We consider a time-consistent mean–variance portfolio selection problem of an insurer and allow for the incorporation of basis (mortality) risk. The optimal solution is identified with a Nash subgame perfect equilibrium. We characterize an optimal strategy as solution of a system of partial integro-differential equations (PIDEs), a so called extended Hamilton–Jacobi–Bellman (HJB) system. We prove that the equilibrium is necessarily a solution of the extended HJB system. Under certain conditions we obtain an explicit solution to the extended HJB system and provide the optimal trading strategies in closed-form. A simulation shows that the previously found strategies yield payoffs whose expectations and variances are robust regarding the distribution of jump sizes of the stock. The same phenomenon is observed when the variance is correctly estimated, but erroneously ascribed to the diffusion components solely. Further, we show that differences in the insurance horizon and the time to maturity of a longevity asset do not add to the variance of the terminal wealth.

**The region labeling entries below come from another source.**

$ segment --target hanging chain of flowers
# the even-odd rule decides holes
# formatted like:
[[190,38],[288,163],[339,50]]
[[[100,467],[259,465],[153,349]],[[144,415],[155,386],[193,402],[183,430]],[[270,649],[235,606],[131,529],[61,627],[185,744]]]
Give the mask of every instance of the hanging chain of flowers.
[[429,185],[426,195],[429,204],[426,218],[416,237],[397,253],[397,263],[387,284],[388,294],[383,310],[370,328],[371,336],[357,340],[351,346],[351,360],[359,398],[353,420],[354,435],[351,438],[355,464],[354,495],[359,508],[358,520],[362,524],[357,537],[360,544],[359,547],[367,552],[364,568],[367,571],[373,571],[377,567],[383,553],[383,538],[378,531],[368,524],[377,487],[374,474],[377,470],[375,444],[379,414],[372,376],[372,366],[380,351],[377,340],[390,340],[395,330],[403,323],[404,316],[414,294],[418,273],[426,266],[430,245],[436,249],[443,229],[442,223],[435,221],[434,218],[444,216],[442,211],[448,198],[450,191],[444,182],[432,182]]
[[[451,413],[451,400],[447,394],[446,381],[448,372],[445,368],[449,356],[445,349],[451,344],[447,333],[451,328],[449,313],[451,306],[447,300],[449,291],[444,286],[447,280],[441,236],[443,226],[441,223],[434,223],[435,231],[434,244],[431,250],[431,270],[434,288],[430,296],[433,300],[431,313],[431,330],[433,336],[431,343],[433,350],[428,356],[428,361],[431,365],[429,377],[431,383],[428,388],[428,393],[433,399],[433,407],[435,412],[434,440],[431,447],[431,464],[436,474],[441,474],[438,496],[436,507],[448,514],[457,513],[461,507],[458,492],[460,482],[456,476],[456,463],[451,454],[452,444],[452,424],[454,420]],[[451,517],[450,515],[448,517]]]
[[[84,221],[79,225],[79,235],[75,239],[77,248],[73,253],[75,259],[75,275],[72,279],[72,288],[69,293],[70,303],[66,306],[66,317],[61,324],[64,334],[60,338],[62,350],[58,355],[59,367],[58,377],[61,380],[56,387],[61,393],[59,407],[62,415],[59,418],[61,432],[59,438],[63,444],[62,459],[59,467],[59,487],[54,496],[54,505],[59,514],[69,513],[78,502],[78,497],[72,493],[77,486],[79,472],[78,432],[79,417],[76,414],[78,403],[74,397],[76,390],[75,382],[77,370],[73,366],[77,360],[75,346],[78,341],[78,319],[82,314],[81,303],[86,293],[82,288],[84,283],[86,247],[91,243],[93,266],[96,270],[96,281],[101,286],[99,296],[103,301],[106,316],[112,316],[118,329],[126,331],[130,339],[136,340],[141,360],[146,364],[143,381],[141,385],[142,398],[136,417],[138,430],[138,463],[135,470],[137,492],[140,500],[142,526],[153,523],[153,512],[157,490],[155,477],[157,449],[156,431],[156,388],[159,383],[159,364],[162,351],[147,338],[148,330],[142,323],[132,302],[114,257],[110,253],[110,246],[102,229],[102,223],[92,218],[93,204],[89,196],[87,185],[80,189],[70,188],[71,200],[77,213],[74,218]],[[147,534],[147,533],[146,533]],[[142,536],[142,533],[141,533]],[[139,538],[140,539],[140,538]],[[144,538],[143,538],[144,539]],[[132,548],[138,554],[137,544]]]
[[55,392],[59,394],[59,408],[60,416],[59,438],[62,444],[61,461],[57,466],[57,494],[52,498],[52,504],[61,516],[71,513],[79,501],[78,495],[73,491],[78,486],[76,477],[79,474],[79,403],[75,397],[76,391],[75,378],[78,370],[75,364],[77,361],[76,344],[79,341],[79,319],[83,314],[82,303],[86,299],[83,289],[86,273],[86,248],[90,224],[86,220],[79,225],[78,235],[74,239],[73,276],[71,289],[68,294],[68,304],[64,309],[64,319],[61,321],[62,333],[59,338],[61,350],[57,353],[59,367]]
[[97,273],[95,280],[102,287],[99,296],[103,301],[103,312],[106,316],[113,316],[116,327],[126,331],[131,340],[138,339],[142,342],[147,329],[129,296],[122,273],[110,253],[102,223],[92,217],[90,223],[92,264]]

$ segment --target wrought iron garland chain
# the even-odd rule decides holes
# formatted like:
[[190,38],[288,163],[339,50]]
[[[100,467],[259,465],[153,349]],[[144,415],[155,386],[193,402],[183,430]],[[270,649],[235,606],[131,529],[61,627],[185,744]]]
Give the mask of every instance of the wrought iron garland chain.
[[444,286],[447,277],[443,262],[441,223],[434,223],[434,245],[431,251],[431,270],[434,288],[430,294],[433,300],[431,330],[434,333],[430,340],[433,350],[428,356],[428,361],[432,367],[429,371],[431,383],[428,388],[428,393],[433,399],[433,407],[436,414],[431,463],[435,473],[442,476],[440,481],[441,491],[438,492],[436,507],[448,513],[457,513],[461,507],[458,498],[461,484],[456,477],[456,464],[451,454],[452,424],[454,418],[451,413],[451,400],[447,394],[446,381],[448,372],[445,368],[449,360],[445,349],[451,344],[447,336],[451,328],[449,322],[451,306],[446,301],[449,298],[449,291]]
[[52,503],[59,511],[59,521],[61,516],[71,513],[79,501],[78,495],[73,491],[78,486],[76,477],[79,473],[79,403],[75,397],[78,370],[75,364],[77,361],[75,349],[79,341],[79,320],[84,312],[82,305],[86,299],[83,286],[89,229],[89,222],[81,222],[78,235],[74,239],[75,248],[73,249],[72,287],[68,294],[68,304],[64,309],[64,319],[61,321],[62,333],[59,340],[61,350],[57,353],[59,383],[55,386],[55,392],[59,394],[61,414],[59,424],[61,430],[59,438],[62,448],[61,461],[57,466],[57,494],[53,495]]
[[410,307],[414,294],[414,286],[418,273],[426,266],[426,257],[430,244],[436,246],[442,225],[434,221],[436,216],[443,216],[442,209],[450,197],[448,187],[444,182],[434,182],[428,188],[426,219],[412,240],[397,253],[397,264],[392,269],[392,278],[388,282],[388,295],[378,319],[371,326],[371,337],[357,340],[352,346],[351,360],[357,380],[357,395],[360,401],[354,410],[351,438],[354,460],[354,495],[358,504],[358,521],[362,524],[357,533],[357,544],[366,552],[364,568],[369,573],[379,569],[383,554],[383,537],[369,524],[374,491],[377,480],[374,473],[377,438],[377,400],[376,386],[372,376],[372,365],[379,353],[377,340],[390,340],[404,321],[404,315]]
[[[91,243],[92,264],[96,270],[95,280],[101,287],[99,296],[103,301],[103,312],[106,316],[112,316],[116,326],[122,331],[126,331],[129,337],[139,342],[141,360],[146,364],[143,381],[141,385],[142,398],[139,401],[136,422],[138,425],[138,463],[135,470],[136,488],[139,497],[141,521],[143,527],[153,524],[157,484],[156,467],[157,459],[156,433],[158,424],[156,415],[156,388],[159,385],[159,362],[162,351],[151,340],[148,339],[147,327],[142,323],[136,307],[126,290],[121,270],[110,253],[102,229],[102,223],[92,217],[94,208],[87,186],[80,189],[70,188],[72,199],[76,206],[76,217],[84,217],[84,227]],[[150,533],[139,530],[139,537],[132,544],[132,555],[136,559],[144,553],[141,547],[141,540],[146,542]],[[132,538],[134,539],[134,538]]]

我们考虑保险公司的时间一致均值方差投资组合选择问题，并允许纳入基础（死亡率）风险。最优解由纳什子博弈完美均衡确定。我们将最优策略描述为偏积分微分方程 (PIDE) 系统的解，即所谓的扩展 Hamilton-Jacobi-Bellman (HJB) 系统。我们证明了均衡必然是扩展 HJB 系统的解。在特定条件下，我们获得扩展 HJB 系统的显式解，并以封闭形式提供最佳交易策略。模拟表明，先前发现的策略会产生收益，其预期和方差对于股票跳跃大小的分布是稳健的。当方差被正确估计时，观察到相同的现象，但错误地仅归因于扩散成分。此外，我们表明，保险期限和长寿资产到期时间的差异不会增加终端财富的差异。